PORTLAND, OR The War Prevention Initiative is deeply concerned with the ever-growing, imminent threat of nuclear destruction on a global scale. According to world renowned scientists and experts of the Bulletin of Atomic Scientists, we are at the most dangerous moment in time since its Doomsday Clock was launched in 1947. In 2020, the clock moved from 2 minutes to midnight to a hundred seconds. With the Russian invasion of Ukraine (and Russia’s overt threats of deploying their nuclear arsenal on any nation[s] daring to intervene), rising tensions between North Korea, South Korea and the U.S., alongside further developments of nuclear-weapons programs by other nuclear capable states, the risk has never been greater. The clock has now been set with only 90 seconds to midnight— the closest humankind has been at the brink of a nuclear apocalypse. The people of the world must join the efforts to turn back the clock— there’s no time to waste. The Doomsday Clock must be the motivation for all people all over the world to rally behind the plan to prohibit, stigmatize and eliminate nuclear weapons through the Treaty on the Prohibition of Nuclear Weapons. The G7 meeting in Hiroshima set on May 19th, 2023 is a chance for national leaders of nuclear armed/endorsing states to prevent a global catastrophe. Anything less than a strategy and agreement to total denuclearization with all other nuclear-armed states will be unacceptable given the context that we would be facing if otherwise.

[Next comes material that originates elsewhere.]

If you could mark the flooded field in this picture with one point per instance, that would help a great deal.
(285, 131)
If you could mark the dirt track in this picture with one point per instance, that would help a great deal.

We are part of the International Campaign to Abolish Nuclear Weapons (ICAN) and together with our 650 partner organizations, governments, cities, parliamentarians, trade unions, faith-based communities, scientists, we have a strategy of global denuclearization of weapons in four steps:
- Prohibition:
In 2021, nuclear weapons became comprehensively illegal under international law through the entry into force of the UN Treaty on the Prohibition of Nuclear Weapons in 2021. Only two years later, 92 countries have signed the treaty and 68 have ratified it, and we are working to persuade the rest of the world to join them.
- Stigmatisation:
Following the prohibition, we are now developing a strong norm against nuclear weapons to make them as unacceptable as other banned weapons like land mines and cluster bombs. ICAN’s work to delegitimise these weapons has enabled and encouraged recent high-level statements condemning all nuclear threats from TPNW states parties, the G20, President Xi of China, Chancellor Scholz of Germany and NATO Secretary General Stoltenberg. What is needed now is for condemnation of threats to be followed by concrete steps to eliminating nuclear weapons.
- Negotiation:
Nuclear-armed states and their allies need to get round the table to discuss how they will disarm, now. It has been done before. After the Cuban missile crisis and the close calls in the early 1980s, we saw an international treaty to stop proliferation and action to reduce nuclear arsenals, through agreements like the Strategic Arms Reduction Treaties and unilateral disarmament measures by the U.S. and Russia. Now we need to finish the job. The TPNW provides a framework for new negotiations and the 2023 G7 leaders summit in Hiroshima provides the opportunity to kickstart that process.
- Elimination:
The final step is the elimination of nuclear arsenals. History demonstrates that reductions and elimination of different types of weapons has followed negotiations. The Treaty on the Prohibition of Nuclear Weapons provides a verifiable pathway for nuclear-armed states to eliminate their arsenals.
We, at War Prevention Initiative, strongly advocate for a total global disarmament of nuclear weapons. Those weapons are the pinnacle of a militarized security paradigm. Instead of providing security, they make everyone less secure by threatening all life on the planet. We stand firmly with ICAN and others whose ultimate goal is the abolition of nuclear weapons in the shared movement to end “the existential threat of nuclear weapons– before it ends us”.